Samuel V. Lemley, a Ph.D student in English in the UVa Graduate School of Arts & Sciences, has been named first-prize winner in the National Collegiate Book Collecting Contest. His entry, “Biblioteca Genealogica: Sicilian Printing, 1704-1893,” had won first place in the 52nd Student Book Collecting Contest sponsored by the Bibliographical Society of the University of Virginia last spring. First-prize winners in the more than forty college and university book collecting competitions around the country are eligible to compete for the national prize.
Lemley was honored at an awards ceremony at the Library of Congress on October 19. The prize includes $2,500 as well as a $1,000 gift to the Bibliographical Society of the University of Virginia.

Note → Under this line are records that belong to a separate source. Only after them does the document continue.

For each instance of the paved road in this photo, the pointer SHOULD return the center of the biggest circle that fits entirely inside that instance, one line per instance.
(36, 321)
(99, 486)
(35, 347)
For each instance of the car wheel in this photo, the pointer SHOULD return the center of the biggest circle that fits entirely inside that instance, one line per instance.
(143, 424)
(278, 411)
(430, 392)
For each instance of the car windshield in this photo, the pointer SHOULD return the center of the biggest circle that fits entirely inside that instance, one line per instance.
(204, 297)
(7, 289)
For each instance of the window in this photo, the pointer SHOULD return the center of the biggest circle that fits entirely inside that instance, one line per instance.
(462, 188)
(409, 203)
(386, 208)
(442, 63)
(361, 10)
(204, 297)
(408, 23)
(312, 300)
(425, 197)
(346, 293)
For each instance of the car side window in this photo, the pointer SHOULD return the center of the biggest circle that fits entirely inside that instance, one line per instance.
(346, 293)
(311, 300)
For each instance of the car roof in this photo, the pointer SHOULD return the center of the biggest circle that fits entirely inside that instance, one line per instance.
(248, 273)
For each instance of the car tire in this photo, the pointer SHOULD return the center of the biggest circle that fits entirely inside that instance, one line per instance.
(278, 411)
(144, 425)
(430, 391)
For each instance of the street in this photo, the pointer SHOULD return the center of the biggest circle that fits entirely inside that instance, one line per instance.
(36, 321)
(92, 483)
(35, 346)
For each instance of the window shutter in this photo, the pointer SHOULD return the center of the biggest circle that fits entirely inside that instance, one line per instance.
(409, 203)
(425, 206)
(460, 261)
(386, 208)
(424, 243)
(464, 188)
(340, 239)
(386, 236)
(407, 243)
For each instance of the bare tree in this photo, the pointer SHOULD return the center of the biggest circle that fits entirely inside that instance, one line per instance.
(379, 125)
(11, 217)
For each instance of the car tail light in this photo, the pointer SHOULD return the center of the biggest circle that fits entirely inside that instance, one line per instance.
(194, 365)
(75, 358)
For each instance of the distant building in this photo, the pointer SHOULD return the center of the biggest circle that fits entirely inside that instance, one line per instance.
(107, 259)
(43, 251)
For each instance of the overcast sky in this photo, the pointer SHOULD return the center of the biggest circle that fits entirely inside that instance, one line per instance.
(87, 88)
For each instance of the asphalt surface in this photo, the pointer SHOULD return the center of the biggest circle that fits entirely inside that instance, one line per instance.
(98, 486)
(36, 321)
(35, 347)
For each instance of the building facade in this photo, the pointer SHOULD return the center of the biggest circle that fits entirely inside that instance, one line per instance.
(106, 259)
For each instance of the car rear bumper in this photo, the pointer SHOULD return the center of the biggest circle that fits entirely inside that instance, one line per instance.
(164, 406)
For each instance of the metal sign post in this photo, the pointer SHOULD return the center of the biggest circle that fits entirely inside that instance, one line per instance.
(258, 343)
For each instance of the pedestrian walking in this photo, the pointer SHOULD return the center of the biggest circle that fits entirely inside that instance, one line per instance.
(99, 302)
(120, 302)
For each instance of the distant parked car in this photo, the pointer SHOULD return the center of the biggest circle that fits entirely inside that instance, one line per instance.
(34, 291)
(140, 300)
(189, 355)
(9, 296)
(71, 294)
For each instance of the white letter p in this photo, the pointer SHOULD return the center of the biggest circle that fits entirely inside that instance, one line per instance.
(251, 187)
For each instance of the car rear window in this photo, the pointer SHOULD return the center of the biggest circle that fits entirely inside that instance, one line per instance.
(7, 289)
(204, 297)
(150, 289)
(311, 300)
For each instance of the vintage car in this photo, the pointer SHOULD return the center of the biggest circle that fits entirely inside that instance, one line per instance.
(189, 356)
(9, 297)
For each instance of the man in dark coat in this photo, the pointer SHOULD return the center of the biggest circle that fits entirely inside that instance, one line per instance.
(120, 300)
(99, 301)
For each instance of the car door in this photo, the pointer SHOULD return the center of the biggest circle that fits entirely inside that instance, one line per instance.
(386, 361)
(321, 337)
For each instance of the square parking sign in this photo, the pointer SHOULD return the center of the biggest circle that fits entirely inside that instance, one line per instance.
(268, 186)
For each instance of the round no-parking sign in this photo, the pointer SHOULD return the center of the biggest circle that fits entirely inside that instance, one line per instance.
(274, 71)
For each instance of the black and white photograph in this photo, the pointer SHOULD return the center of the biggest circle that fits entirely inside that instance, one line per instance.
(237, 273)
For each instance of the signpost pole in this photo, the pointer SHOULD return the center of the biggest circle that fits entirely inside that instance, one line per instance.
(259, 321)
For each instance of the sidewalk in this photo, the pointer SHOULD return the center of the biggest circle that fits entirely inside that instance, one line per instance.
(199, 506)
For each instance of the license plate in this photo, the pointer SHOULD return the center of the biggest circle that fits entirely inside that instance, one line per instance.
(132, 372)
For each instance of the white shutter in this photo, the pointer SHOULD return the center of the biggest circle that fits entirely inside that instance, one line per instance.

Lemley’s collection of examples of Sicilian printing from the 18th and 19th centuries has a unique focus on his own family’s history. He writes that his collection “is envisioned as an artifactual supplement—‘an accumulation of tangible things’—accompanying a genealogical history compiled over several decades” by his grandfather. His aim is to collect “one item for each of my documented Sicilian ancestors by direct lineal descent,” finding a work published in the same decade as the ancestor’s birth or death, published within one hundred miles of the ancestor’s home, and reflecting something of the ancestor’s daily life. “Sicilian printers primarily served a local, insular market, and so the books, broadsheets, and pamphlets in this collection are largely ephemeral, topical, and generically ‘popular’.” Among the interesting items in his collection are a 1720 Italian translation of a French treatise on how to deal with the plague, an 1819 account of the appearance of a comet in the sky above Sicily, and a mid-19th century manuscript of a Christmas homily by an unknown Sicilian priest. Lemley acquired most of his collection from Italian dealers online, but he found some of the best items in obscure shops and flea markets in Sicily.
The national contest is sponsored by the Antiquarian Booksellers’ Association of America (ABAA), the Fellowship of American Bibliophilic Societies (FABS), the Grolier Club, and the Center for the Book and the Rare Books and Special Collections Division of the Library of Congress, with major support from the Jay I. Kislak Foundation.